TITLE:
Association between Placenta Malaria Parasites and Preeclampsia/Eclampsia among Parturient Mothers in Alex Ekwueme Federal University Teaching Hospital Abakaliki
AUTHORS:
Ayodele A. Olaleye, Leonard O. Ajah, Boniface N. Ejikeme, Justus N. Eze, Virtus O. Obi, Adeniyi J. Adebayo, Ikenna C. Ebere, Alfred N. Adiele, Festus Iyare
KEYWORDS:
Placental Malaria, Preeclampsia/Eclampsia, Maternal, Perinatal, Morbidities and Mortality
JOURNAL NAME:
Open Journal of Obstetrics and Gynecology,
Vol.13 No.3,
March
21,
2023
ABSTRACT: In
tropical countries, malaria and preeclampsia/eclampsia are common diseases of
pregnancy; and placenta have been implicated in the pathophysiology of both
disease processes. The two diseases have pathophysiologic similarities in the
placenta such as placenta ischaemia, endothelial dysfunction and production of
pro-inflammatory cytokine. Yet, there is paucity of studies on the association
of these two disease processes. Determining the association between the two
disease processes may help to unravel the pathogenesis of preeclampsia and also
help in its prevention and patient management. Objective: Determined the
association between placenta malaria parasitemia and preeclampsia/eclampsia
among parturients at Alex Ekwueme Federal University Teaching Hospital
Abakaliki. Materials and Methods: This was a case control study that was
conducted in the Labour wards of department of Obstetrics and Gynaecology, Alex
Ekwueme Federal University Teaching Hospital Abakaliki (AEFUTHA) and Mile 4
Missionary Hospital Abakaliki, a comprehensive health care centre in Abakaliki,
Ebonyi state. It was conducted over a period of 6 months between 1st October 2021 and 31st March, 2022. The cases in this study were
parturients that developed preeclampsia/eclampsia in the course of pregnancy,
while the controls were parturient without preeclampsia/eclampsia.

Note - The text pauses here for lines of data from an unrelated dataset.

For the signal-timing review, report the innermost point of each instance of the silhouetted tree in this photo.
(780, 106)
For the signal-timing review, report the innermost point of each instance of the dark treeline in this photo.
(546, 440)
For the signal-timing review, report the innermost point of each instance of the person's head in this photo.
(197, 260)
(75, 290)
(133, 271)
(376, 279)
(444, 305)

Interviewer-administered questionnaires were used to collect data on
socio-demographic characteristics, obstetrics and medical histories.

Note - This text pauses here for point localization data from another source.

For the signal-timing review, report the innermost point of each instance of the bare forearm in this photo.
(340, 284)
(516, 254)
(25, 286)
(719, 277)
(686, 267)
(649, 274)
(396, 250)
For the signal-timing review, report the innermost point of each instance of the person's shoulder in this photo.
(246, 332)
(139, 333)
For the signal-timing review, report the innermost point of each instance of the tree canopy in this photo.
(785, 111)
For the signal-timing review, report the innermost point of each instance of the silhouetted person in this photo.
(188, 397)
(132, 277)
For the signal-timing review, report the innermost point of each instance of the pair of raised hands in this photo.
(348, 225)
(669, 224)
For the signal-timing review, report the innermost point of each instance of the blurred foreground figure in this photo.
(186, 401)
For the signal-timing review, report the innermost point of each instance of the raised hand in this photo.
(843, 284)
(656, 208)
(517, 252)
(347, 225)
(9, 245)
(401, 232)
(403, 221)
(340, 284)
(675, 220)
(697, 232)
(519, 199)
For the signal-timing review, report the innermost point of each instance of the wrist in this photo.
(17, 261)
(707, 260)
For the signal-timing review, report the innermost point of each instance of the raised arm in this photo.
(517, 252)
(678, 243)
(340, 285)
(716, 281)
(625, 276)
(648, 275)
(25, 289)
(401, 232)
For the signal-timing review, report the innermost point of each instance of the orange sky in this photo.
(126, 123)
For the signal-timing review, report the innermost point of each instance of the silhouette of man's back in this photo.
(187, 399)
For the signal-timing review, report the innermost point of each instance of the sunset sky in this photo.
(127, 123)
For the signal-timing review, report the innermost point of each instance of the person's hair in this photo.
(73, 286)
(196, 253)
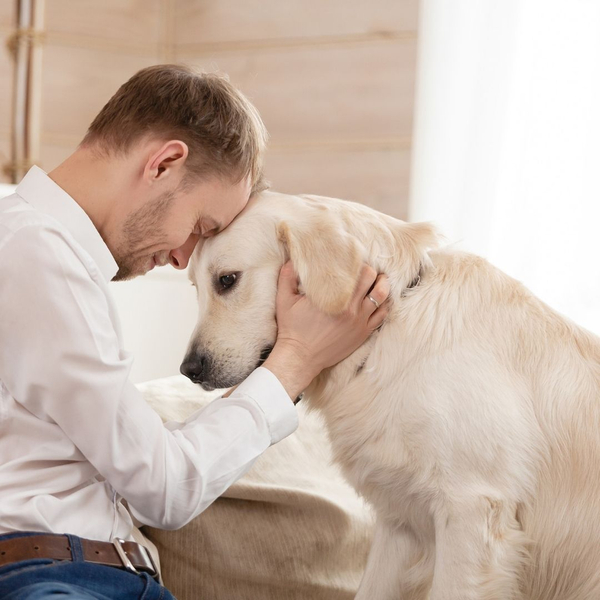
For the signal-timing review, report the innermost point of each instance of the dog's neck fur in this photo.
(400, 250)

Histological examinations were conducted to isolate plasmodium falciparum parasites
from placenta samples obtained from the maternal surface of the placenta. The
data was processed using Epi Info software. Categorical variables were analyzed
using Mc Nemar X2 test, with a p-value of 0.05 considered
statistically significant. Logistic regression models were used to estimate the
odds ratios (OR) and 95% CI of the association between placenta malaria
parasites and preeclampsia/eclampsia was conducted. Relative risk with 95% CI
was used to determine both fetal and maternal outcomes. Results: The
prevalence of preeclampsia during the study period was 2.9%. Placenta malaria was
positive in twenty one (21) of the 67 cases of preeclampsia/eclampsia analyzed,
giving a prevalence of 31.3% and in eleven (11) out of 68 controls
(normotensive) patients analyzed, giving a prevalence of 16.2%. The presence of placenta
malaria significantly increased the odds of developing preeclampsia/eclampsia
among parturients (OR = 2.4, 95% CI = 1.0 - 5.4, P
value = 0.04). Presence of placenta malaria in mothers with
preeclampsia/eclampsia was associated with adverse pregnancy outcomes such as
cerebrovascular accident (RR = 19.2, 95% CI = 1.1 - 341.7, P value = 0.04), DIC (RR = 10.9, 95% CI = 1.4
- 88.0, P value = 0.02), abruptio placenta (RR = 2.4, 95% CI = 1.2 - 4.8, P
value = 0.01), pulmonary edema (RR = 2.7, 95% CI = 1.1 - 25.9, P value = 0.03),
IUGR (RR = 2.1, 95% CI = 1.1 - 4.5, P value = 0.03) and IUFD (RR = 3.8, 95% CI
= 1.3 - 11.7, P value = 0.02). Presence of placenta malaria also increased the
risk of NICU admission (RR = 2.6, 95% CI = 1.1 - 6.0, P value = 0.03), Low 1st minute APGAR score (RR = 2.7, 95% CI = 1.2 - 6.1, P value = 0.02) and Low 5th minute APGAR score (RR = 3.0, 95% CI = 1.0 - 8.6, P value = 0.04) among
neonates delivered by mothers with preeclampsia/eclampsia. However, presence of
placenta malaria did not significantly increase maternal and perinatal
mortalities. Conclusion: There is a higher prevalence of placenta
malaria among mothers with preeclampsia/eclampsia when compared with normotensive
controls and this was associated with increased risk of certain maternal and
perinatal morbidities. Placental malaria was not associated with increased risk
of either maternal or perinatal mortality.